【スマナサーラ長老に聞いてみよう!】
皆さんからのさまざまな質問に、初期仏教のアルボムッレ・スマナサーラ長老がブッダの智慧で答えていくコーナーです。日々の生活にブッダの智慧を取り入れていきましょう。今日のテーマは「執着のセルフチェック」です。
[Q]
人や物に対して、執着があるか無いかをセルフチェックする為にはどのようにすればいいのでしょうか?
[A]
■「悩みの種」をチェックしよう
執着の対象になる、人・もののことは、簡単に思い出せます。そしてその時、欲や怒りなどの感情が沸きます。これでその人やものに対して執着が生じていることが明確になります。

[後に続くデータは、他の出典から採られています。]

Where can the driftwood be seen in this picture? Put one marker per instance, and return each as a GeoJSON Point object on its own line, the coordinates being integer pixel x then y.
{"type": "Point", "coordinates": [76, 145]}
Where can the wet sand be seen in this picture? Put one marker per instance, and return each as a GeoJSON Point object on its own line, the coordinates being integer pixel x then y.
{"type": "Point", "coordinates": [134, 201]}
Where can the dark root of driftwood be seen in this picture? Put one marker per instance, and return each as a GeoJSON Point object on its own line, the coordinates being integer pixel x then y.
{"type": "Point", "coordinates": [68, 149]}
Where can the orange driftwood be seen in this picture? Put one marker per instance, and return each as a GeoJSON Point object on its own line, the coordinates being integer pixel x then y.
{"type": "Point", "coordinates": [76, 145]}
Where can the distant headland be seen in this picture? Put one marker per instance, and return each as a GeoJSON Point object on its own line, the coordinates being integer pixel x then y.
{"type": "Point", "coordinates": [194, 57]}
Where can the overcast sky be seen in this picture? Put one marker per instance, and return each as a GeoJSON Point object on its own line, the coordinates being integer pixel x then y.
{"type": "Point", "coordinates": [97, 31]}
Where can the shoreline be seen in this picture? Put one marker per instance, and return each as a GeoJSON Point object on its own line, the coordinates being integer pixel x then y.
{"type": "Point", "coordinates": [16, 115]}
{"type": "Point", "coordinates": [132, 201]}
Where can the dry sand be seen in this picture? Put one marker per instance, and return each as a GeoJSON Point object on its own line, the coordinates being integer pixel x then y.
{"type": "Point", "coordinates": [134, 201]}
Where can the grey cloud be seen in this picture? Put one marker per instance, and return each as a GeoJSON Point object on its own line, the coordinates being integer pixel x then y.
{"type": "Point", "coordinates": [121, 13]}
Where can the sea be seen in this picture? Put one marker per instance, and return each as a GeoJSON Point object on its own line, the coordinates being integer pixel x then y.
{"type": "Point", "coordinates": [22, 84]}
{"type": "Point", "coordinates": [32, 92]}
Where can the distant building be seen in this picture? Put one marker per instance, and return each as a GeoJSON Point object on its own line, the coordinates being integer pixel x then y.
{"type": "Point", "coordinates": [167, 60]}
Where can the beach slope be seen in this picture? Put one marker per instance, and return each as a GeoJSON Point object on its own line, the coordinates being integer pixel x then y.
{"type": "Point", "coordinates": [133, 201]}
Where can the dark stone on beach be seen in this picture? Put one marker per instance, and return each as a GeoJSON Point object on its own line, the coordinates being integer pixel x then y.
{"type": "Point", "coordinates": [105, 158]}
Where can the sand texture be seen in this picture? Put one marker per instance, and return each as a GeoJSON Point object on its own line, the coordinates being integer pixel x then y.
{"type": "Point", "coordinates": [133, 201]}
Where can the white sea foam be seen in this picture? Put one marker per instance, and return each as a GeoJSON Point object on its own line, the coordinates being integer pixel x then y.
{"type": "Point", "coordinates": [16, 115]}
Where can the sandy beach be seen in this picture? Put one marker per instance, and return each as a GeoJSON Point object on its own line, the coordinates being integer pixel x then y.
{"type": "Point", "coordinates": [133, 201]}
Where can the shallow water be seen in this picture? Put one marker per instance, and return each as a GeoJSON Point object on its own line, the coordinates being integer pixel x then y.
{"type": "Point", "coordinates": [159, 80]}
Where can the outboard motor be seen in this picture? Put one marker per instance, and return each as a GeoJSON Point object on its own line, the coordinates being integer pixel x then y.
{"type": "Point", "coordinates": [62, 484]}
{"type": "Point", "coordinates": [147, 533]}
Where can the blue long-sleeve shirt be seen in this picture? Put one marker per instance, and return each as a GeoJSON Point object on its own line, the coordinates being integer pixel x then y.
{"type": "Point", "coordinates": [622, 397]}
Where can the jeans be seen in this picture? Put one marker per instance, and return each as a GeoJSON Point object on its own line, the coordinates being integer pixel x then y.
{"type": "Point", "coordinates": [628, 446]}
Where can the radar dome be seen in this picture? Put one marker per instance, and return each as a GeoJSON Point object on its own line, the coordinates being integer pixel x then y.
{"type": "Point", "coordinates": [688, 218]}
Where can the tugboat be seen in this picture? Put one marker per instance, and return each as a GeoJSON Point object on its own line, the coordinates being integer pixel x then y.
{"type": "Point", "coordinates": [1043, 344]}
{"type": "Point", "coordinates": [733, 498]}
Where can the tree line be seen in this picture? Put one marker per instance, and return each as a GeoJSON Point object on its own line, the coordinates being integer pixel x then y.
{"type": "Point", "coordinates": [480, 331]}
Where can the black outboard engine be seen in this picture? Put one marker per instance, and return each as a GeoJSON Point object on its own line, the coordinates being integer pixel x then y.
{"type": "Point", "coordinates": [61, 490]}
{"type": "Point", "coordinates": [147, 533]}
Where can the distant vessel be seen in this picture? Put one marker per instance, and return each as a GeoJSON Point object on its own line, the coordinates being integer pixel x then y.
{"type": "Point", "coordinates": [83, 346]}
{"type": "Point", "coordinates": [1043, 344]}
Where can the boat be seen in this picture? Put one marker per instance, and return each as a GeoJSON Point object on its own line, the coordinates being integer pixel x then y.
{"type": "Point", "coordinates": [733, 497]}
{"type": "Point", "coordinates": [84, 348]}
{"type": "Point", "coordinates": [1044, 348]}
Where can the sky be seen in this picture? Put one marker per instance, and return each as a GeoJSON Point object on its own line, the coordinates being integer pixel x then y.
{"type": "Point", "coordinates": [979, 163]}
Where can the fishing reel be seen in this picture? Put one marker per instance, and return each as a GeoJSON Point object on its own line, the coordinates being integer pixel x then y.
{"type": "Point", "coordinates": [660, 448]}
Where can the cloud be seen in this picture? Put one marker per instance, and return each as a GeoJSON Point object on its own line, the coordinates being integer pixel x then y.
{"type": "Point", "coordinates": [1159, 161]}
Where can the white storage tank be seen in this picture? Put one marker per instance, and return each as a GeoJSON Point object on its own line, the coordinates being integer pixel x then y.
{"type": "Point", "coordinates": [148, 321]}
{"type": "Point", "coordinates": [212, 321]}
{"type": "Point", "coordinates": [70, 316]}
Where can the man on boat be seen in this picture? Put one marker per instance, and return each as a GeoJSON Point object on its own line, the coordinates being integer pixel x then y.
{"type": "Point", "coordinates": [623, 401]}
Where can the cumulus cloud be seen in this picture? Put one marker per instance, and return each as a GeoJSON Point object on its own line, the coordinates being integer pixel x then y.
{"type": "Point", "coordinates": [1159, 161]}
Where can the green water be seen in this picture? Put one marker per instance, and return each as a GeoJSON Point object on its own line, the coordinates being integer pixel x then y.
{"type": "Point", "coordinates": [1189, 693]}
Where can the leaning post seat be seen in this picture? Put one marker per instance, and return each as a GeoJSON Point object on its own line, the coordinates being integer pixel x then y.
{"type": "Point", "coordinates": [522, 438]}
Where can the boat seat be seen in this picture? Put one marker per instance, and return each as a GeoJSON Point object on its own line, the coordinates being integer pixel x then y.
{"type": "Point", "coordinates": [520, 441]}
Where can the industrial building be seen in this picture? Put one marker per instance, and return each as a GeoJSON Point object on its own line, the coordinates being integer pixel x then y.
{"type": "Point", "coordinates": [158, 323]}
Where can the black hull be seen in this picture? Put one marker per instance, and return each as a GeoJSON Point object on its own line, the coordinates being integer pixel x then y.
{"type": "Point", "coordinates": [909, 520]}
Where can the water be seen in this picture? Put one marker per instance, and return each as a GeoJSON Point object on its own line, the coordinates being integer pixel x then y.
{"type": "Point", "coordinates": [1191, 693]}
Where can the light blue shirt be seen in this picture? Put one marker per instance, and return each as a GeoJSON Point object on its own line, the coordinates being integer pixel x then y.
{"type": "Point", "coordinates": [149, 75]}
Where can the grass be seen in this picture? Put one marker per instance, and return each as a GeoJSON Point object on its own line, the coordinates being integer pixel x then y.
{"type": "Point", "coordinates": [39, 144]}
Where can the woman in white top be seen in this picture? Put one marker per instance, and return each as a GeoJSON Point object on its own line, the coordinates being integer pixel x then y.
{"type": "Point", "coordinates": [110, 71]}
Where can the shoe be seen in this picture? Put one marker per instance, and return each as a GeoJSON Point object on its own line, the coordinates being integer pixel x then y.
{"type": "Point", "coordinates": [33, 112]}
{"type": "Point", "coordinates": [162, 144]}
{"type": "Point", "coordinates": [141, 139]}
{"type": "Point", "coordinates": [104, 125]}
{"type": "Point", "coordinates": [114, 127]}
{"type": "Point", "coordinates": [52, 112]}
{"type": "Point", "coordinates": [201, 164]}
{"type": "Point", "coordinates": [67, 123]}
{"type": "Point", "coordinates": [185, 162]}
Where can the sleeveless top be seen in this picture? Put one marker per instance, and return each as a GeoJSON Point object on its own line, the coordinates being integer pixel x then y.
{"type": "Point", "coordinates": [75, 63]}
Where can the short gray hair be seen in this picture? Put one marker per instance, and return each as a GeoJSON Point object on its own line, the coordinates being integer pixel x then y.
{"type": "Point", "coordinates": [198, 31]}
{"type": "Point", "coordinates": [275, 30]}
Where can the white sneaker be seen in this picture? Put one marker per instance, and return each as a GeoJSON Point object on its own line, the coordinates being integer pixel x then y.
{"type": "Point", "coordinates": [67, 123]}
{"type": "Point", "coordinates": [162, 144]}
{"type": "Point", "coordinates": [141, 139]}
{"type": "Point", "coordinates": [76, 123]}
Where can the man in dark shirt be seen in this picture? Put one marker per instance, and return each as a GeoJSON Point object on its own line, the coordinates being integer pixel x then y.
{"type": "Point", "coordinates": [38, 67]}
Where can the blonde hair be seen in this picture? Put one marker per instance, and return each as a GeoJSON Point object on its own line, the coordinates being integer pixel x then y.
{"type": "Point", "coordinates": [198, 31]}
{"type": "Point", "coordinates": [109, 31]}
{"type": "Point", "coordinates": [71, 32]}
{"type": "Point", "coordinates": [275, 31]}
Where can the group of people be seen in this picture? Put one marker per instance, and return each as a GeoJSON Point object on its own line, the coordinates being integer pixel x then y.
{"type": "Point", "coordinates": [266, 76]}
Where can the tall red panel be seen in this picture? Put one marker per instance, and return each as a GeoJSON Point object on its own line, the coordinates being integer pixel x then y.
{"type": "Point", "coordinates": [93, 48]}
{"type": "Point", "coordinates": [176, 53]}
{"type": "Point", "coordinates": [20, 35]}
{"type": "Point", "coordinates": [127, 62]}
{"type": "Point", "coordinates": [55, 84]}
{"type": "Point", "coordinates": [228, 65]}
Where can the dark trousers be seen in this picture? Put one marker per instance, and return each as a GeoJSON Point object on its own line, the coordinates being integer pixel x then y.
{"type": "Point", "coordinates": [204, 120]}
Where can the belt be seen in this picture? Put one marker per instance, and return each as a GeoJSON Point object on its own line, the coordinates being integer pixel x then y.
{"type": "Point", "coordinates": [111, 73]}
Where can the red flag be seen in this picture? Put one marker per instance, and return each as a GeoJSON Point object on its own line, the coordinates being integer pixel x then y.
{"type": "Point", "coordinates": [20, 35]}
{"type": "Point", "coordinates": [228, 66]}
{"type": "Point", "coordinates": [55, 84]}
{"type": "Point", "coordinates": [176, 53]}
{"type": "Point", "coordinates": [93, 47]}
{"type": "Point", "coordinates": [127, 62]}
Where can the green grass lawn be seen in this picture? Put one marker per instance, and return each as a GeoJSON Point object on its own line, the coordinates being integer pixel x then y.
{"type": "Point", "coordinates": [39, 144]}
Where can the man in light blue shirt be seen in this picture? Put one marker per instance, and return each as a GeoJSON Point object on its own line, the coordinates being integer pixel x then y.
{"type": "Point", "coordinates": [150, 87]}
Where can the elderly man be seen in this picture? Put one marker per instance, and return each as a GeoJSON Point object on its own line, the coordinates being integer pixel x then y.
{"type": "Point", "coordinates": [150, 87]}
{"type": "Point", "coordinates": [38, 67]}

簡単に発見しやすい執着は「欲」と「怒り」の2つです。その人や物によろしくない変化が起こると、自分が嫌な気分になる場合、また良いことが起きたところで自分も嬉しくなる場合は、欲の執着です。
その人や物に、よろしくない変化が起きて自分が良かったと思うならば、自分はその対象に対して怒りの執着を抱いているのです。怒りも執着ですよ。
慈しみの感情が起こる場合も欲に似たような気持ちが起こりますが、区別はできるだろうと思います。慈しみは自然に起こる現象ではなく、あえて育てなくてはならないのです。その過程で自分の感情は変化してゆくことも経験できます。
欲と慈しみの気持ちは似ているように感じます。怒りの執着と悲(憐れみ)の感情も似ているように感じます。一つは善で一つは悪です。「執着」という用語で理解する場合は、善であろうが苦であろうが感情は執着だと見なすのです。執着は悩みの種です。例えば、善の感情である慈しみが起きた時、冷静に相手にできることをやってあげたい気持ちになります。これも悩みの種です。
結局、執着は「悩みの種」なのです。それで、チェックできると思います。